Da Bersani a Epifani: perché non è cambiato niente


L’addio di Bersani

Con l’ufficializzazione delle sue dimissioni in direzione nazionale – nonostante qualcuno, con il metodo abituale, gli chiedesse di ritirarle – Pierluigi Bersani si è guadagnato l’onore delle armi. E ha mostrato la capacità di assumersi la responsabilità di una sconfitta che non è stata solo sua.

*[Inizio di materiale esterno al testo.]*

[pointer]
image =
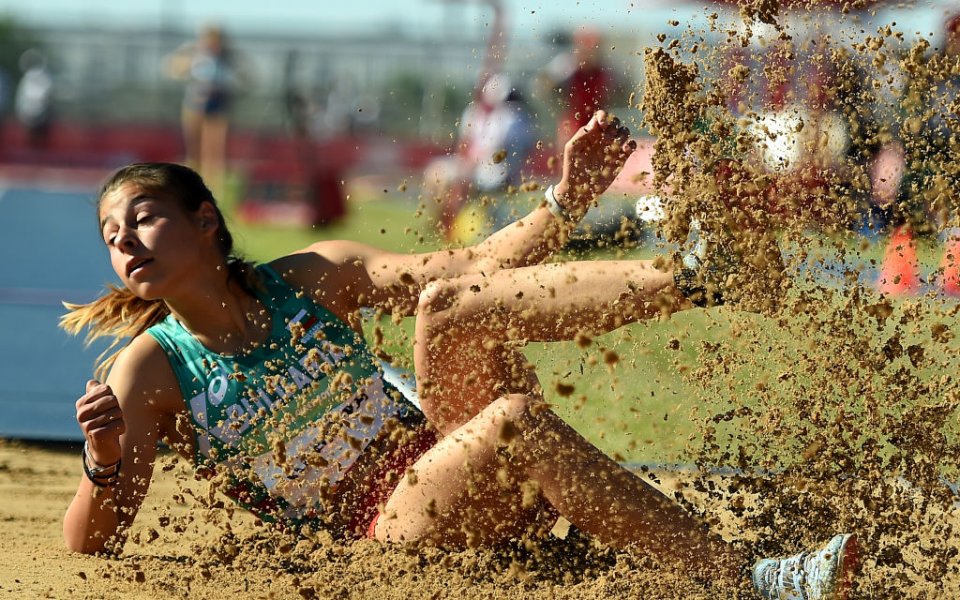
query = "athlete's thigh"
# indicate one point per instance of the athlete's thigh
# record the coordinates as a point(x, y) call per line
point(463, 492)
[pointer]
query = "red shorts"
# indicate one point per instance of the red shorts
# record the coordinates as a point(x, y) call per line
point(388, 474)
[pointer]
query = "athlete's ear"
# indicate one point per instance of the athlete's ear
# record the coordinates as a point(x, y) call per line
point(207, 216)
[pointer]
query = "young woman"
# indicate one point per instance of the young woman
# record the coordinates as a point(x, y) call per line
point(259, 375)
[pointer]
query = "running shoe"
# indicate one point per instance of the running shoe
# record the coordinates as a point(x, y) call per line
point(822, 575)
point(702, 272)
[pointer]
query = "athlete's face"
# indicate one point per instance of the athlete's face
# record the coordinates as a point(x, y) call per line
point(154, 244)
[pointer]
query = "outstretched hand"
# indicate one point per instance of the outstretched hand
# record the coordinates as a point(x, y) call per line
point(592, 159)
point(101, 421)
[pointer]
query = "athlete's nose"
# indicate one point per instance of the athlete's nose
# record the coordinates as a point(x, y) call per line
point(126, 238)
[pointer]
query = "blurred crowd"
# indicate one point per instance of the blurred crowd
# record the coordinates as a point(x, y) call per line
point(857, 134)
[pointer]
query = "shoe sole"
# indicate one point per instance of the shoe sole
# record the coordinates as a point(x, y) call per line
point(848, 563)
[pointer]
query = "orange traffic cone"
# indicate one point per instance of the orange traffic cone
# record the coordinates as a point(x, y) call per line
point(900, 272)
point(950, 279)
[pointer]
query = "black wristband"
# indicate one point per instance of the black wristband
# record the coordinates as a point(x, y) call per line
point(97, 477)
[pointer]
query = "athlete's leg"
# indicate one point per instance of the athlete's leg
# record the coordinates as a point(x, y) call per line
point(477, 486)
point(467, 329)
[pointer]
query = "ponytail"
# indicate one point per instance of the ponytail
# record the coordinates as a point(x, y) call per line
point(117, 314)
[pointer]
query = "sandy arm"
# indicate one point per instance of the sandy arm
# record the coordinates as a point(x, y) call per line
point(347, 275)
point(121, 419)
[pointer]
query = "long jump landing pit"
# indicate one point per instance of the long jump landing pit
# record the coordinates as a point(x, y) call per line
point(178, 549)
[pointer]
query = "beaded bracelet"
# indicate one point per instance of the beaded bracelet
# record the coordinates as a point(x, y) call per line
point(554, 206)
point(98, 475)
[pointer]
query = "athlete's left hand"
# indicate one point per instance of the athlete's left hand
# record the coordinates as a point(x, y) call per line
point(592, 159)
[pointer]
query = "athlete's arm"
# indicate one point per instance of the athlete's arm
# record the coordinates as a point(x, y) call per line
point(348, 275)
point(121, 419)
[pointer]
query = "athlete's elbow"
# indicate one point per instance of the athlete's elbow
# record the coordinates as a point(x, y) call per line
point(84, 542)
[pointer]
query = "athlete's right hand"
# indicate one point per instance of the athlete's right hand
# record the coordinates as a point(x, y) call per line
point(101, 420)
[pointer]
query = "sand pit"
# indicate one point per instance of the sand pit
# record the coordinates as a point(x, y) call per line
point(844, 400)
point(179, 550)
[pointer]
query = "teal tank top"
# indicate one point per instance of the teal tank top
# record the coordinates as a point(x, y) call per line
point(286, 420)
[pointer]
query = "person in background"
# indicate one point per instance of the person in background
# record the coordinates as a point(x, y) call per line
point(33, 102)
point(496, 136)
point(581, 80)
point(214, 75)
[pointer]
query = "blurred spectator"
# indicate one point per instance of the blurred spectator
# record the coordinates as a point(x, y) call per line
point(33, 103)
point(495, 138)
point(925, 140)
point(582, 80)
point(213, 74)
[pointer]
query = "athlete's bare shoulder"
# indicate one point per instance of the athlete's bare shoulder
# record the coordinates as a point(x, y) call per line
point(333, 272)
point(143, 380)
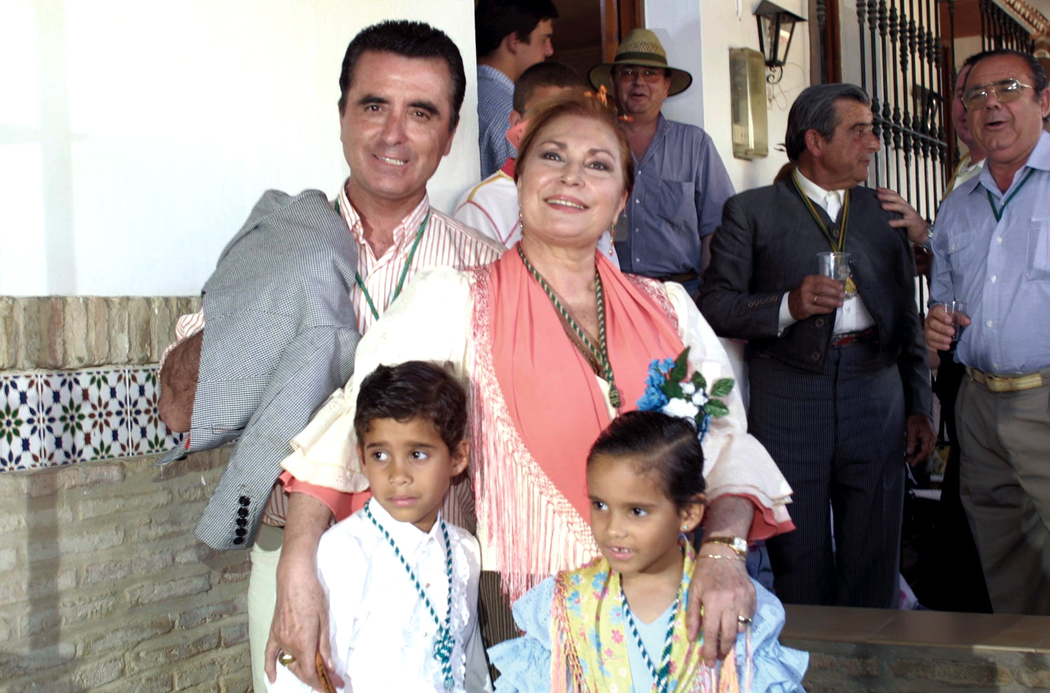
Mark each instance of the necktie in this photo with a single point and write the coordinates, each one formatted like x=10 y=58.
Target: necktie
x=834 y=202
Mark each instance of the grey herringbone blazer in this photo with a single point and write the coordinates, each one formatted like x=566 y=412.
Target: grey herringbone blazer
x=279 y=337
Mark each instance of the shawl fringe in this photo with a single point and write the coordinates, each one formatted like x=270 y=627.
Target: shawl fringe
x=531 y=528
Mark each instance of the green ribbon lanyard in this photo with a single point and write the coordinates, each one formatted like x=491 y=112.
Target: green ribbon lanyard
x=404 y=270
x=843 y=216
x=991 y=201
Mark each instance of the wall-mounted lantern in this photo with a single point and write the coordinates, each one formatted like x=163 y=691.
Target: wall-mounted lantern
x=776 y=26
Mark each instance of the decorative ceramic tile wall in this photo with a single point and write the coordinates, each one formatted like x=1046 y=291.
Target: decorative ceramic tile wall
x=62 y=417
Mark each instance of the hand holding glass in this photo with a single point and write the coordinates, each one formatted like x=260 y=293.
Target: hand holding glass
x=836 y=266
x=952 y=310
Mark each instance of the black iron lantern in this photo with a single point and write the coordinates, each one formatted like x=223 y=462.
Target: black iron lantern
x=776 y=26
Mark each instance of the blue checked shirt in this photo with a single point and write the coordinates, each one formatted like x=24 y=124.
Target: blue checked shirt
x=496 y=96
x=679 y=190
x=1001 y=269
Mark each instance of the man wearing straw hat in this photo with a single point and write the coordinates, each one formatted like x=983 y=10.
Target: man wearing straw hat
x=680 y=184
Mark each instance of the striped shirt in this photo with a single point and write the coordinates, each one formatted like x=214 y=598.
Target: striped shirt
x=496 y=96
x=445 y=242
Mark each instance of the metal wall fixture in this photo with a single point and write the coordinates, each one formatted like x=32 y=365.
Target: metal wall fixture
x=776 y=26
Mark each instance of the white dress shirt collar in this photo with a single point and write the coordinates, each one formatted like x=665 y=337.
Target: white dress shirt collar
x=407 y=537
x=816 y=193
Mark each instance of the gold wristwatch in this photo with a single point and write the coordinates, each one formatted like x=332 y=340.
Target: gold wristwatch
x=738 y=544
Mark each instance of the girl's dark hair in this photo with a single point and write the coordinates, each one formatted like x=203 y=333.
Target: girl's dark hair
x=659 y=444
x=410 y=390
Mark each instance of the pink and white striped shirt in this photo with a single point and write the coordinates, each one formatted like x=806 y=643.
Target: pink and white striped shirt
x=445 y=243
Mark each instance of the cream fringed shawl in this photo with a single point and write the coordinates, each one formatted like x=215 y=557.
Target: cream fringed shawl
x=435 y=320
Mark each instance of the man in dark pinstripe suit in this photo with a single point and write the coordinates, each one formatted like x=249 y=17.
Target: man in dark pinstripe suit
x=840 y=390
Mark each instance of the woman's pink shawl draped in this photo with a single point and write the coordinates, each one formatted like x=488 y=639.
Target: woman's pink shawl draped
x=538 y=410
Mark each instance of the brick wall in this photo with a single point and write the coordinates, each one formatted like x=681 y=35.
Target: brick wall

Il giudizio complessivo sulla sua avventura politica è tuttavia assai meno positivo di quello sulla sua persona. Bersani è stato l’ultimo garante del patto fondativo del PD come giustapposizione – nemmeno come fusione – di due storie politiche parallele e in passato conflittuali: quella del PCI-PDS-DS e quella della DC-Popolari-Margherita. E di quella storia ha incarnato in particolare, per inerzia oltre che per convinzione e storia personale, la componente maggioritaria, quella proveniente dal PCI, a cui ha sempre fatto riferimento con un’espressione diventata tanto popolare quanto inquietante: la “ditta”. Questo patto tra le cosiddette due gambe del PD, nato più per nascondere una debolezza (il fatto che già l’Ulivo prendesse più voti delle sue componenti, in calo costante) che per esprimere una forza, è all’origine dell’incomprensione del ruolo e dell’importanza della terza gamba del PD, quella che avrebbe dovuto essere portante: i nativi democratici. Quelli che non erano né l’una né l’altra cosa, ma – anche quando provenivano dalle storie precedenti – perseguivano un disegno innovativo e per molti versi più ambizioso: costruire un partito nuovo, per rappresentare una domanda politica diversa, all’interno di un mercato politico mutato. Questa componente nel PD ci ha vissuto un breve entusiasmo e una rapidissima disillusione: essendo stata, con poche eccezioni, marginalizzata, mal vissuta, non inclusa, a stento sopportata, non di rado stigmatizzata, comunque inascoltata. Era giovane, con un buon livello di istruzione, intrecciata al mondo della concorrenza e della globalizzazione, quindi dinamica, e oltre tutto non garantita (poco pubblico impiego, niente pensionati, molte partite iva e libere professioni), e proprio per questo spingeva il pedale dell’innovazione, e non lesinava la critica: e, non avendo visto la prima, e avendo visto che la seconda non era ben accetta, è stata la prima ad andarsene, deprivando il partito del suo quadro dirigente potenziale più dinamico e aperto, più in sintonia con il cambiamento dei tempi.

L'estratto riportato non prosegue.